The Bayer decision carries significant strategic implications for pharmaceutical and biotechnology companies, particularly those seeking to protect dosing regimens, repurposed drugs, and combination therapies.
First, early filing is paramount. As Montgomery and now Bayer illustrate, once trial protocols are public, they can anticipate later-filed claims. Companies should consider filing applications before public disclosure of protocol details to preserve patent rights.
Second, tie efficacy to structure or method. As Bayer demonstrates, result-oriented language is vulnerable if it does not change how the method is practiced. Draft claims that incorporate efficacy-related features as operative limitations—such as specific biomarkers, pharmacokinetic parameters, or titration schedules—rather than as descriptive outcomes.
Third, manage the nexus problem proactively. If secondary considerations are part of your nonobviousness strategy, ensure that your claims include limitations directly linked to those results. Evidence of unexpected efficacy is meaningless if the claim language that allegedly produced it is disregarded as functionally unrelated.
Fourth, monitor public disclosures. Protocol registration, conference abstracts, and investor communications can all create prior art. Patent and regulatory teams must coordinate closely to ensure that disclosures do not preempt patent rights.
Perhaps the most significant contribution of Bayer is its reaffirmation of a foundational patent law principle: discoveries of natural properties, inherent results, or post hoc observations are not patentable inventions. This principle is evident across multiple doctrines—§ 101 (Flook), anticipation (Atlas Powder), obviousness (Graham), and functional limitation (Ngai, Kao). The Federal Circuit’s decision integrates these strands into a coherent doctrinal statement: a patent claim must define an invention in structural or procedural terms, not merely describe what the prior art does or achieves.

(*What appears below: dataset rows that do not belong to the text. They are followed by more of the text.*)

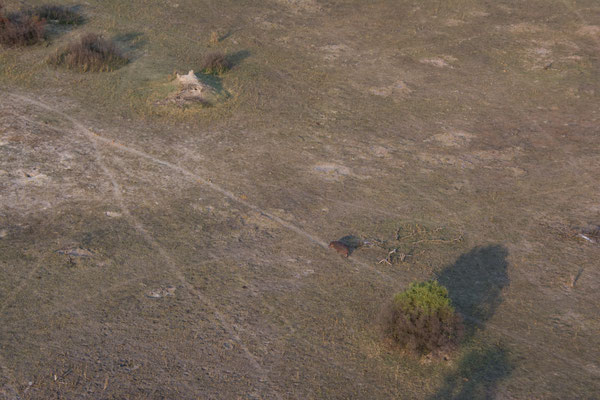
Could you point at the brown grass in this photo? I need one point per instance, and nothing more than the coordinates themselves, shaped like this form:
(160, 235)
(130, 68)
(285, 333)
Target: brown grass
(92, 53)
(20, 29)
(216, 63)
(58, 14)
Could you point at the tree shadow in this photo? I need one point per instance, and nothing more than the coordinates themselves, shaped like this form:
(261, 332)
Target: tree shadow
(478, 375)
(237, 57)
(475, 282)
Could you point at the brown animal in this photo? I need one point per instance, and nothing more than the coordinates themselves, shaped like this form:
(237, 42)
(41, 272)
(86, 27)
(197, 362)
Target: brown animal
(340, 247)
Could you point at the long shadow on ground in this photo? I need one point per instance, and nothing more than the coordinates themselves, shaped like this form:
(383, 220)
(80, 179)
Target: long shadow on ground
(475, 282)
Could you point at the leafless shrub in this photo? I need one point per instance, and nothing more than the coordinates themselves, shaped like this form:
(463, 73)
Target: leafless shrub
(92, 53)
(20, 29)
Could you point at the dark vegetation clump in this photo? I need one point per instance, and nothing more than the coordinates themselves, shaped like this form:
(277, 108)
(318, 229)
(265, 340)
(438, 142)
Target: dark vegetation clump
(216, 64)
(91, 53)
(422, 319)
(20, 29)
(57, 14)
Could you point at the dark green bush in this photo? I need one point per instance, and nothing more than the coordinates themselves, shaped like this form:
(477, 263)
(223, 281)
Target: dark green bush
(20, 29)
(91, 53)
(423, 320)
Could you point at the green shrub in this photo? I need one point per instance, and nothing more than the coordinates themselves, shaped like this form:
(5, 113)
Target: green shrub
(20, 29)
(216, 64)
(91, 53)
(423, 320)
(58, 14)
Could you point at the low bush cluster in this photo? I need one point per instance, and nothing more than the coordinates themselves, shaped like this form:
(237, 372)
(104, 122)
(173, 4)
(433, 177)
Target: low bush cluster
(423, 320)
(20, 29)
(91, 53)
(57, 14)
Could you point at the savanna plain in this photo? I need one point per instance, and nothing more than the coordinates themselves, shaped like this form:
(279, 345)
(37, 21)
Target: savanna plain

This distinction has special salience in life sciences. As the Federal Circuit observed in Cruciferous Sprout, the fact that scientists later recognized a new property of an old method does not render the method patentable. Likewise, in Abbott Labs. v. Baxter Pharm. Prods., Inc., 334 F.3d 1274, 1277 (Fed. Cir. 2003), the court held that a newly discovered property of a known anesthetic composition did not confer novelty. Bayer follows this same logic: clinical proof of efficacy, even if newly discovered, cannot make an old dosing regimen new again.
Bayer is a decisive reaffirmation of long-standing principles in patent law, but it also reshapes the strategic landscape for life sciences innovators. It tells us that functional unrelatedness remains a formidable barrier, that inherent properties cannot rescue otherwise anticipated claims, and that secondary considerations require a real nexus to patentable subject matter. It warns that clinical trial protocols themselves may serve as prior art, even before results are known.
More broadly, the decision signals a judicial insistence on the distinction between discovery and invention. Discovering that a known method “works” in a particular way is not enough. To merit patent protection, a claim must define how the method is done differently—not merely what happens when it is done.
For patent prosecutors and litigators alike, Bayer is both a roadmap and a caution sign. It demands greater precision in claim drafting, tighter coordination with clinical disclosure strategies, and a more disciplined approach to integrating clinical evidence into patent arguments. And it stands as a reminder that in the eyes of the Federal Circuit, the boundary between science and patent law is not drawn at the publication of a trial result—it is drawn at the moment an idea becomes an invention.